这些检查方式,在应用只有两个状态"启动成功"、"启动失败"的时候有用。比如:在服务启动时MySQL连接失败或Redis 连接失败服务无法启动时,通过上面的方法都能识别到"启动失败"。但如果对 MySQL 、Redis 等不是强依赖,比如,Redis 建联失败可以走本地,能正常提供 web 服务时,上述方法能识别到"启动成功",但识别不到"Redis 不可用"。
所以,如果我们想在服务启动时快速了解到每个组件的健康状态,在服务运行时能从监控平台实时监控到组件的健康状态,组件运行异常时能报警到钉钉群等,该怎么办呢? SpringBoot 提供了办法:actuator。
SpringBoot 的健康检查:
我们先看下SpringBoot官网的介绍
Application Availability
When deployed on platforms, applications can provide information about their availability to the platform using infrastructure such as Kubernetes Probes. Spring Boot includes out-of-the box support for the commonly used "liveness" and "readiness" availability states. If you are using Spring Boot's "actuator" support then these states are exposed as health endpoint groups.
In addition, you can also obtain availability states by injecting the ApplicationAvailability interface into your own beans.
Liveness State
The "Liveness" state of an application tells whether its internal state allows it to work correctly, or recover by itself if it is currently failing. A broken "Liveness" state means that the application is in a state that it cannot recover from, and the infrastructure should restart the application.
--note--
In general, the "Liveness" state should not be based on external checks, such as health checks. If it did, a failing external system (a database, a Web API, an external cache) would trigger massive restarts and cascading failures across the platform.
The internal state of Spring Boot applications is mostly represented by the Spring ApplicationContext. If the application context has started successfully, Spring Boot assumes that the application is in a valid state. An application is considered live as soon as the context has been refreshed, see Spring Boot application lifecycle and related Application Events.
Readiness State
The "Readiness" state of an application tells whether the application is ready to handle traffic. A failing "Readiness" state tells the platform that it should not route traffic to the application for now. This typically happens during startup, while CommandLineRunner and ApplicationRunner components are being processed, or at any time if the application decides that it is too busy for additional traffic.
An application is considered ready as soon as application and command-line runners have been called, see Spring Boot application lifecycle and related Application Events.
--tip--
Tasks expected to run during startup should be executed by CommandLineRunner and ApplicationRunner components instead of using Spring component lifecycle callbacks such as @PostConstruct.

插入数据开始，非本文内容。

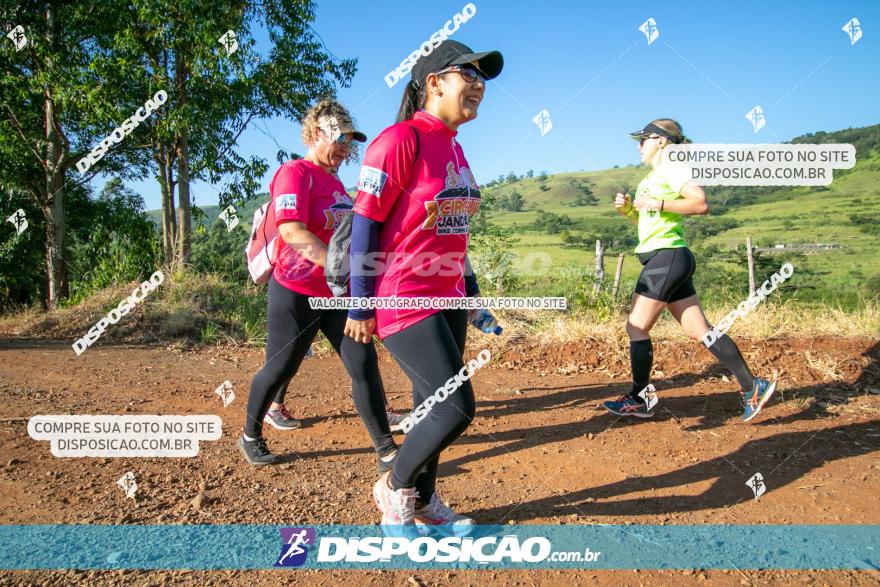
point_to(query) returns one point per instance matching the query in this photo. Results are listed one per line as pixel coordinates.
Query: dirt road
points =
(539, 451)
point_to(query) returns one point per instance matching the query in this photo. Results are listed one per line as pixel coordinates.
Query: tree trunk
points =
(166, 182)
(617, 273)
(600, 267)
(53, 200)
(751, 259)
(184, 214)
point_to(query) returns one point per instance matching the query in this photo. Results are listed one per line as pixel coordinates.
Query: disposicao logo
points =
(295, 547)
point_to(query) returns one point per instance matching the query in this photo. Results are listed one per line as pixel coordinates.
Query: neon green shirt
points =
(662, 230)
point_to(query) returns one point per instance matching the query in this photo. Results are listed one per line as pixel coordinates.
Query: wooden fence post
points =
(600, 267)
(751, 257)
(617, 273)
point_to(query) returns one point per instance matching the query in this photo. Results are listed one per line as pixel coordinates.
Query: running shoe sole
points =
(764, 400)
(643, 415)
(248, 458)
(272, 423)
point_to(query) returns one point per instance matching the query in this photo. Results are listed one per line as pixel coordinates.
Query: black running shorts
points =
(667, 274)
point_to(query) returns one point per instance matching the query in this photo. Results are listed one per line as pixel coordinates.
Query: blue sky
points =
(593, 70)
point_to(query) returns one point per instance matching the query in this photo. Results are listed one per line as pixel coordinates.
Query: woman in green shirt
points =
(663, 198)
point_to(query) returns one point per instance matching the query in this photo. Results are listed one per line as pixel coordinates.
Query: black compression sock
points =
(641, 358)
(726, 351)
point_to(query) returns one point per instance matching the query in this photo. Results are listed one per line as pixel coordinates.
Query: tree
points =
(515, 202)
(214, 95)
(46, 94)
(493, 258)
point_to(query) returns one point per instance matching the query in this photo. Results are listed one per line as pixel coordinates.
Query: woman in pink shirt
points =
(416, 196)
(309, 204)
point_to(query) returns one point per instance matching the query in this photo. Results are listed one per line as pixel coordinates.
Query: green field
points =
(800, 215)
(845, 214)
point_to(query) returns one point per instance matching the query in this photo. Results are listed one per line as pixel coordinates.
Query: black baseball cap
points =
(653, 129)
(489, 63)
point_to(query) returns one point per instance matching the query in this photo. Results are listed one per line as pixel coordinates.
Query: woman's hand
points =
(648, 203)
(360, 330)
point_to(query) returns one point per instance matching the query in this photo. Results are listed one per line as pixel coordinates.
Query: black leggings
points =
(430, 352)
(293, 326)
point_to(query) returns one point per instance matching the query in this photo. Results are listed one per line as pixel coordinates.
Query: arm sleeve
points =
(364, 242)
(386, 171)
(471, 287)
(290, 194)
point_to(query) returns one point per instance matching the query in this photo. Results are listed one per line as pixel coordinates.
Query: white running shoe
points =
(397, 506)
(440, 517)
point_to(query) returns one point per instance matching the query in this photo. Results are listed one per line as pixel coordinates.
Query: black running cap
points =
(653, 129)
(489, 63)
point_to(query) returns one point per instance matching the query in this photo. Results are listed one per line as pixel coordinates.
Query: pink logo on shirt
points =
(450, 211)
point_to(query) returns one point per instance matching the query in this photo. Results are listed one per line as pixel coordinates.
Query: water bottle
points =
(485, 322)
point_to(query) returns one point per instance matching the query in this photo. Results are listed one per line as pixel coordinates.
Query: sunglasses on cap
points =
(342, 139)
(470, 74)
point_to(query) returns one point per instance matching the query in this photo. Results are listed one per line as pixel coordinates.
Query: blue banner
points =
(498, 547)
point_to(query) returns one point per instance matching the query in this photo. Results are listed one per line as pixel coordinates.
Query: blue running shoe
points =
(626, 405)
(757, 397)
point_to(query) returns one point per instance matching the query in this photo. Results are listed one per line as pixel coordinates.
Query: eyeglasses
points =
(469, 74)
(342, 139)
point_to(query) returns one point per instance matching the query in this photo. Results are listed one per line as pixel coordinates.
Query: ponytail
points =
(412, 100)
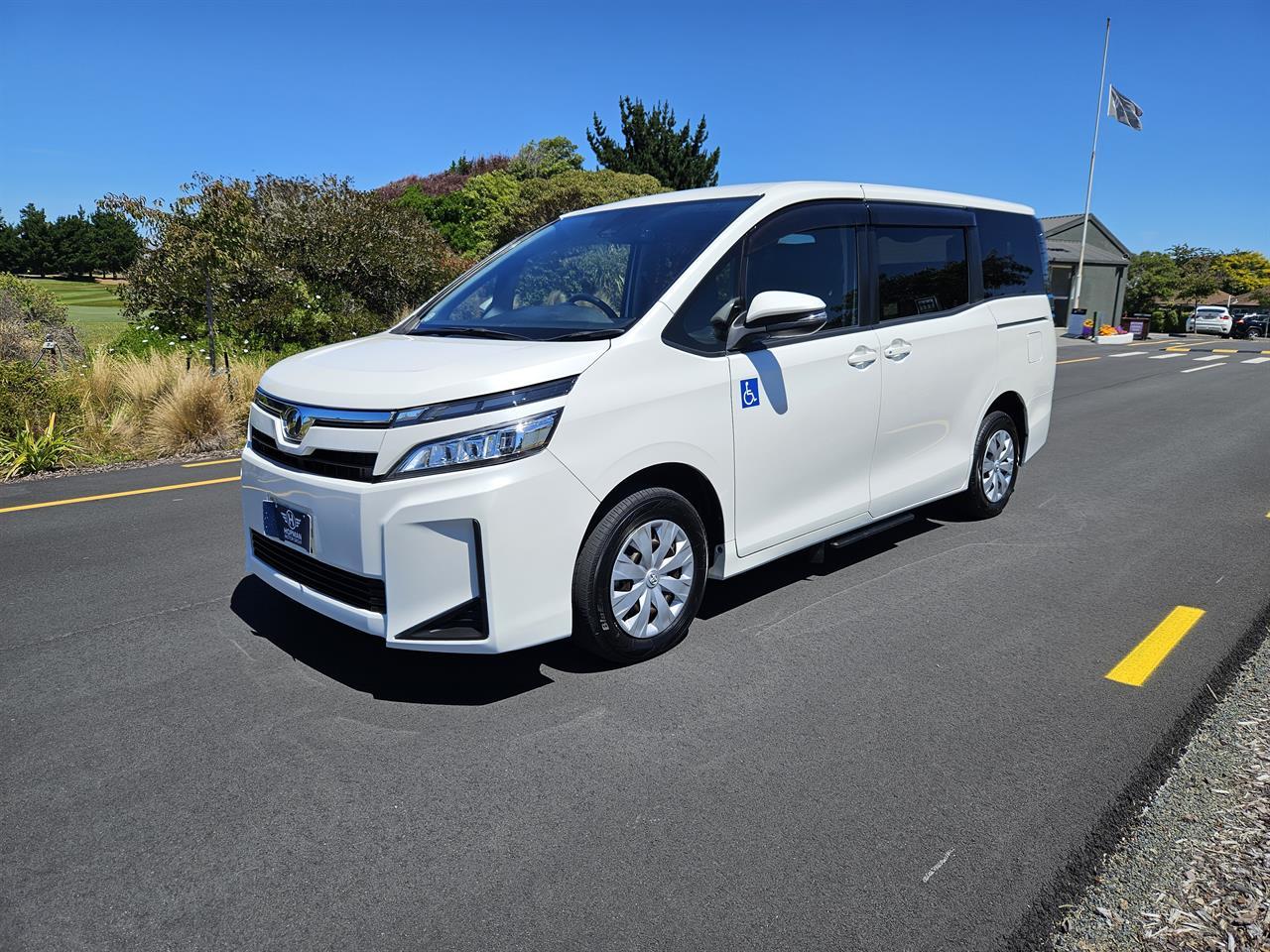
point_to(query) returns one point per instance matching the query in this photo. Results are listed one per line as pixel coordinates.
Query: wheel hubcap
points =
(997, 468)
(652, 578)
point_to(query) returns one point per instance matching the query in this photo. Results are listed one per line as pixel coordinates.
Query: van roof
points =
(789, 191)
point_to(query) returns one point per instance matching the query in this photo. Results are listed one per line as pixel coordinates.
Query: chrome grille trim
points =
(325, 416)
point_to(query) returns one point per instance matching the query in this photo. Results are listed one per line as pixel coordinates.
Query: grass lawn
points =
(91, 306)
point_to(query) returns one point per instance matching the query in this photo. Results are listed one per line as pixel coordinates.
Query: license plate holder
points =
(290, 525)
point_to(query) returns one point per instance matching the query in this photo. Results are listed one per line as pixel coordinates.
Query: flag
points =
(1124, 109)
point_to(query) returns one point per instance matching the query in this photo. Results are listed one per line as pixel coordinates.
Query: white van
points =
(1211, 320)
(581, 429)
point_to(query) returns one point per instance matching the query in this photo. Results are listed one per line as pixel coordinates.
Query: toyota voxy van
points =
(580, 430)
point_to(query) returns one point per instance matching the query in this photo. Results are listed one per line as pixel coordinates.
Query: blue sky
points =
(988, 98)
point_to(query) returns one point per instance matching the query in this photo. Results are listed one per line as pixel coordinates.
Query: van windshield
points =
(584, 276)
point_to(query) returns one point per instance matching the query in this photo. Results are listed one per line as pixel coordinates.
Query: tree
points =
(543, 200)
(1243, 271)
(116, 243)
(653, 146)
(1198, 271)
(541, 159)
(36, 235)
(1153, 277)
(10, 246)
(281, 262)
(474, 217)
(72, 244)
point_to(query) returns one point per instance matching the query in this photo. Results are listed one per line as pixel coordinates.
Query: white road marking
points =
(937, 867)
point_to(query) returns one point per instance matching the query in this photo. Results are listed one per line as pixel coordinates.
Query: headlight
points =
(480, 447)
(484, 404)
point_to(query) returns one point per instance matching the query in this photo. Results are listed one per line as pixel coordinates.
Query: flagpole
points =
(1088, 188)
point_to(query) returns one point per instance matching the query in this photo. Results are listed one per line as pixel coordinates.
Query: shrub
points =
(31, 394)
(443, 182)
(282, 258)
(30, 452)
(547, 199)
(474, 217)
(31, 315)
(191, 416)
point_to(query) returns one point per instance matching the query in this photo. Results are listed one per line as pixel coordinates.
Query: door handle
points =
(898, 349)
(861, 357)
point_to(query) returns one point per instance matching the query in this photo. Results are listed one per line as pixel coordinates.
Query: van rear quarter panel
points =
(1026, 354)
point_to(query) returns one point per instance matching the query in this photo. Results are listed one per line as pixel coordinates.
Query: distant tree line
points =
(79, 244)
(1184, 273)
(294, 263)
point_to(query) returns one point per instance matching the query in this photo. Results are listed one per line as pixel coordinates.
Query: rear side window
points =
(1010, 245)
(921, 271)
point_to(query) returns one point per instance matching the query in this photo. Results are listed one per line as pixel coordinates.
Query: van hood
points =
(395, 371)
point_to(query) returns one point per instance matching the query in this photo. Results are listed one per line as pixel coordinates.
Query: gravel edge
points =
(1052, 905)
(1194, 873)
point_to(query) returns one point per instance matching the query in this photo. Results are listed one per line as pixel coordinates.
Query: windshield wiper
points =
(467, 333)
(590, 334)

一句话总结:安全检查需要服务自己能检查出来,如果依赖外部检查,等被识别到不可用的时候可能有点迟了,SpringBoot 支持从"存活"和"就绪"的维度提供安全检查,并建议在CommandLineRunner和ApplicationRunner组件中实现。
"If it did, a failing external system (a database, a Web API, an external cache) would trigger massive restarts and cascading failures across the platform.",依赖外部检查,出现故障的外部系统(数据库、Web API、外部缓存)会引发大规模重启,并在整个平台上导致级联故障。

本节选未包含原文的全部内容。